Frank Turner's "I Still Believe" pulled yesterday out of the gutter and set today's wake up tone.
When life gets slippery i take a walk. I usually aim towards TheTrees because touching them helpsme balance. I have been calling upon my ancients since the Winter Solstice of 2009. They grow on different sides of the Zoo's peripheral path.
One tree is quite maternal, as she harbors ferns in her "arms" and young seedlings surround her base. On the North side stands the patriarch, his branches arch over the path and shelter the Mother Tree. They are symbols of the procreative sentiment but i feel they are not limited to that interpretation. I feel supported under their limbs when people let me down.
I patted them both, strolled through the rose garden and sat awhile on a bench near the water lily pond. I appreciated the beauty of the park and the fact that i had this time to reflect and that i was working on a show and any day, any second, my cocreative partner(s) will arrive.
Feeling sad in the midst of such grace seems wrong and yet to do the big work that needs doing - takes a village.
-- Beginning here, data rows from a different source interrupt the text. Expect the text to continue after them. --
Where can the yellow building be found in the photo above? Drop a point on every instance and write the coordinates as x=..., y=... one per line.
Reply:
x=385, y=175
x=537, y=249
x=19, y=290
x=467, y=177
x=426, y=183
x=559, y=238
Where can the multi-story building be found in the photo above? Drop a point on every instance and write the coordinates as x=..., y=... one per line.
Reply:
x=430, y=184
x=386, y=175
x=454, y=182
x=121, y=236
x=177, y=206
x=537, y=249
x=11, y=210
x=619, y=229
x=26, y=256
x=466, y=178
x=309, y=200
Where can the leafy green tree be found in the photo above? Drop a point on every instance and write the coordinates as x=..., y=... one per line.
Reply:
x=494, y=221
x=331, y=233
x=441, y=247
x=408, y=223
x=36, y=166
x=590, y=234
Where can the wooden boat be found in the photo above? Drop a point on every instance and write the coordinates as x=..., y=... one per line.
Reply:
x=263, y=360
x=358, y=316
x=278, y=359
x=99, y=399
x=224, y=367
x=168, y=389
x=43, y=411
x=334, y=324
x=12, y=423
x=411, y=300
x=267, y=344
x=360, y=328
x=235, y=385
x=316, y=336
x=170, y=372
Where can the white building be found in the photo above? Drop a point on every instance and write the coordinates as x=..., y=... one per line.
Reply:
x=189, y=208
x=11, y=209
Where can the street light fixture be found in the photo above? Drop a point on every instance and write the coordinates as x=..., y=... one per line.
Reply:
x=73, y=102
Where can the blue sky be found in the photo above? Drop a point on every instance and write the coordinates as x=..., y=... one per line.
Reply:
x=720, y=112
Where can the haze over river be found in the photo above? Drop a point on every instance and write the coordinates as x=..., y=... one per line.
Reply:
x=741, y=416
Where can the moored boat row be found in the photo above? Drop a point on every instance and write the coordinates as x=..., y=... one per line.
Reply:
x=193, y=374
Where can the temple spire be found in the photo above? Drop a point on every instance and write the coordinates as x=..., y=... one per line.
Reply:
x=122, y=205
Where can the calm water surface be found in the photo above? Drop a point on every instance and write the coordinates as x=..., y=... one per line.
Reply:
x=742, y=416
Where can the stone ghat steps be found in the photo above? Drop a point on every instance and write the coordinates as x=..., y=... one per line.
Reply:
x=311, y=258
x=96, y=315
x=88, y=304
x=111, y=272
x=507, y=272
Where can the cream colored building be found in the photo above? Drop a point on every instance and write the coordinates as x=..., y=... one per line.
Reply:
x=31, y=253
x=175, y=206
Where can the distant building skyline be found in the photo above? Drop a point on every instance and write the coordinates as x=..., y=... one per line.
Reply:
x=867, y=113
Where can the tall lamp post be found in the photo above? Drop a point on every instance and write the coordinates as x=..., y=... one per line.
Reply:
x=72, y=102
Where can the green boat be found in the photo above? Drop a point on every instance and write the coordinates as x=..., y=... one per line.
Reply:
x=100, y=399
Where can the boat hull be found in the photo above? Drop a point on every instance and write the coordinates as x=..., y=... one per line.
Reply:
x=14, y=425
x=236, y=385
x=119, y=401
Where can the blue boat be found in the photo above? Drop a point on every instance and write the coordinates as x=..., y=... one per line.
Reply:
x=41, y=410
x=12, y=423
I try to navigate through the facts towards the hope on a daily basis, it changes constantly.
I walked back to the studio and finished freeing a tulle underskirt from a ridiculous gown, looked at the heart insert i was painting and thought up some next steps.
I keep telling myself that there are others out there, like me, who understand the disease in the culture and who are willing and able to point it out and prevent its proliferation by setting up healthy alternatives. Most people i meet are either unaware, feel and therefore are, helpless or are waiting for permission, god, whatever to start the process that only they (we) can start. Others believe the limits they impose and justify.
Some hours seem meant for mourning our possibilities as each day we lose a few - and that hurts. The faster we can get out from under these cranky, skanky old belief systems the better!
I am tired of watching the pimps abuse America, she (we) deserves better.
"I Still Believe" helped me remember that art and music are where i once found truth and truth, not facts (those i can uncover) resonate in the hearts/souls of people around the globe. Truth soars across the ignorance of economics and politics and resides in knowing; the place where our discovery unfolds the maps of the evolution.
thank you Mr Turner, i still believe.
Today i finish the inset and write a scene of the mythos. The others will show up, they have before!!